Fig. 4. Manipulation of BMP gradient alters hormone expression in mice.

a, Mice were treated for 80 hours with BMPr1a inhibitor LDN193819. Immunohistochemical analysis of the intestine shows a repression of Sct and induction of Glp1 and Tac1 expression upon BMP inhibition. Glp1⁺ and Tac1⁺ expressing cells are mostly restricted to the crypt in control mice, but expand into the upper villus region upon BMP inhibition. b, Quantification of a. Number of Chga+ and Sct⁺ positive cells per treatment. c, Quantification of a. Number of Tac1⁺ or Glp1⁺ cells are displayed for each segment of the crypt-villus axis in the different treatments. Cells positive for Tac1 and Glp1 increase in the higher villus segments upon LDN193189 treatment. Tac1⁺ cells are counted and displayed in 10mm of the proximal small intestine. Glp1⁺ cells are counted and displayed in 30mm of the distal small intestine. Results presented are derived from n=4 mice per treatment, and statistics were calculated using a two-sided t-test. Mean values per staining and treatment are shown, and error bars present SD. Scale bar is 50 µm.

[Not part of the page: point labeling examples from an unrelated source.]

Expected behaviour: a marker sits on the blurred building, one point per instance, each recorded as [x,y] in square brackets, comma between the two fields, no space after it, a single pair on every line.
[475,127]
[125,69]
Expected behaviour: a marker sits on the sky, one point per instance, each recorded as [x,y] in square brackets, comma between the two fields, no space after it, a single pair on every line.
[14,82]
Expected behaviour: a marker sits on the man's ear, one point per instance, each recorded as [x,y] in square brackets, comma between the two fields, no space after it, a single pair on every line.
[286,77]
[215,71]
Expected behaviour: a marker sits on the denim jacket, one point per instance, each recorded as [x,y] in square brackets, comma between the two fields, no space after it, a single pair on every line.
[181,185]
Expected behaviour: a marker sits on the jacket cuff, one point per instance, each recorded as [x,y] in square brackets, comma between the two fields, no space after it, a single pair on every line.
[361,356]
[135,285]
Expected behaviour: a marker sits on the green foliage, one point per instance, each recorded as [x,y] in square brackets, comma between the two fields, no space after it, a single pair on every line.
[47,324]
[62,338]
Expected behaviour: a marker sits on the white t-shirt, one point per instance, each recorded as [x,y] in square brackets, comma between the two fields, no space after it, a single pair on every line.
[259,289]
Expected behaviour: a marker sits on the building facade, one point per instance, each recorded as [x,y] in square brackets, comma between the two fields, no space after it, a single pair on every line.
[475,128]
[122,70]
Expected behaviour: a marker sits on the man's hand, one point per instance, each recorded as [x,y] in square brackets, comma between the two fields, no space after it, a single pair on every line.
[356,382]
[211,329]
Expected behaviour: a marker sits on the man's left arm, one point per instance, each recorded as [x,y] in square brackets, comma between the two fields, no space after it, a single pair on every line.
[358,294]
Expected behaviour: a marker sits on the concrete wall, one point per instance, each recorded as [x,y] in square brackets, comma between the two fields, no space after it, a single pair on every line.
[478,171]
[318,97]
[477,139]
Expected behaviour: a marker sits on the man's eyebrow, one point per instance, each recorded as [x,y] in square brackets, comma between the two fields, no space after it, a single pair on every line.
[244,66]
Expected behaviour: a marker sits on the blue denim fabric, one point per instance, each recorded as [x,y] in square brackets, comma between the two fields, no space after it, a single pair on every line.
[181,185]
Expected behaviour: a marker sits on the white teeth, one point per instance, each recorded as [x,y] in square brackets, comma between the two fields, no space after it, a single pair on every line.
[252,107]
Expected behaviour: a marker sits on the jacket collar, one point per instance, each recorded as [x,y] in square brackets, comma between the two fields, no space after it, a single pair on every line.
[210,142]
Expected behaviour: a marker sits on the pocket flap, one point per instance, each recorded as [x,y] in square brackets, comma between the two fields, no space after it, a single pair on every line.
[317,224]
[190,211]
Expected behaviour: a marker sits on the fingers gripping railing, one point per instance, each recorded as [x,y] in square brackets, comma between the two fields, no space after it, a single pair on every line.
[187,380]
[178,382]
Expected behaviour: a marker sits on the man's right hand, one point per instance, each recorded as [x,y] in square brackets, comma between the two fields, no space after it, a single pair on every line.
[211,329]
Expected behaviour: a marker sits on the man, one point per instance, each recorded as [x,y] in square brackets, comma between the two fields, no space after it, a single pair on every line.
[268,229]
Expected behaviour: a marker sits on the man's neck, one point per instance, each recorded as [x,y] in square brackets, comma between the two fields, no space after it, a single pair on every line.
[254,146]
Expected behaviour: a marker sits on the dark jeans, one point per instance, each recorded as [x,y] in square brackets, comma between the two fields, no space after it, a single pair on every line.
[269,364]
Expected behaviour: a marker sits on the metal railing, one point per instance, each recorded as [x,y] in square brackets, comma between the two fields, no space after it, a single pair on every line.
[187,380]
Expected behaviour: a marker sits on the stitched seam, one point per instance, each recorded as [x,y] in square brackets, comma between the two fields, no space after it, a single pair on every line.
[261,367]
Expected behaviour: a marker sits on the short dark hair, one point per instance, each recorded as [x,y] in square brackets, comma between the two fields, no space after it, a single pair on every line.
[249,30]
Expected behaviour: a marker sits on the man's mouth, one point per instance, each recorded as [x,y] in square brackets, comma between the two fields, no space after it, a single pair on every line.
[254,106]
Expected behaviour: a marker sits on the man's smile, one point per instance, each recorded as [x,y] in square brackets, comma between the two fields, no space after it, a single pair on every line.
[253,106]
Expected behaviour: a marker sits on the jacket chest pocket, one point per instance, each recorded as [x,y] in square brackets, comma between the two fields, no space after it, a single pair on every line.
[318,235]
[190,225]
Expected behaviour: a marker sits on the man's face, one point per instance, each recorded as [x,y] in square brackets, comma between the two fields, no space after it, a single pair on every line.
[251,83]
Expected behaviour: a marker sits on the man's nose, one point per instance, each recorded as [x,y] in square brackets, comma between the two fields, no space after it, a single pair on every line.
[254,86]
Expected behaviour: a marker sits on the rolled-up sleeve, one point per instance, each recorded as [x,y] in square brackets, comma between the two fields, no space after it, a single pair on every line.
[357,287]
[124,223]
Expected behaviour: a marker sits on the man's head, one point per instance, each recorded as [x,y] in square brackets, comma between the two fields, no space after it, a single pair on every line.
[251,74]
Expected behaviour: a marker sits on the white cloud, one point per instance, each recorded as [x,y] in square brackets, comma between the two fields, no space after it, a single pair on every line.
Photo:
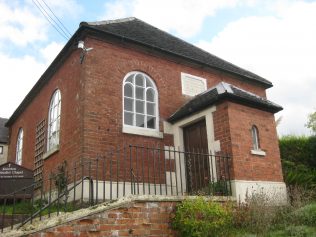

Fig. 5. New human EEC differentiation protocol implies conserved BMP-controlled hormone expression.

a, Human small intestinal organoids were induced to differentiate either for 5 days by withdrawing Wnt signals (ENR) or to EECs through additional MEK and Notch inhibition. Immunofluorescence indicates the presence of different subtypes of EECs in human organoids. White arrows indicate NTS⁺ cells, red arrows Glp1⁺ cells. Experiment has been repeated four times independently with similar results. b, Brightfield images of human intestinal organoids in expansion medium or after a 5 day differentiation towards EECs. Experiment was repeated independently four times. c, The 5-day differentiation protocol of EECs (‘humanEEC’) was performed in the presence and absence of BMP4. Expression levels of hormones were determined by qPCR and are shown relative to duodenal ENR control. Gcg expression is shown relative to ileal ENR control, as it was not detected in duodenal organoids. Sample size represents n=2 biologically independent experiments, and the mean expression values are shown. d, Human EECs were produced in the absence (BMPlow) or presence (BMPhigh) of BMP4. NTS overlaps with GLP1 in BMP low conditions, while only NTS single positive cells are observed in BMPhigh conditions. Experiment was repeated independently four times. Scale bar is 50 µm. e, Model of EEC differentiation. K-cells are enriched in the proximal and L-cells in the distal part of the SI respectively, whereas ECs and D-cells are uniformly distributed. A crypt-to-villus BMP signaling gradient drives alterations in hormone repertoires in these EEC lineages.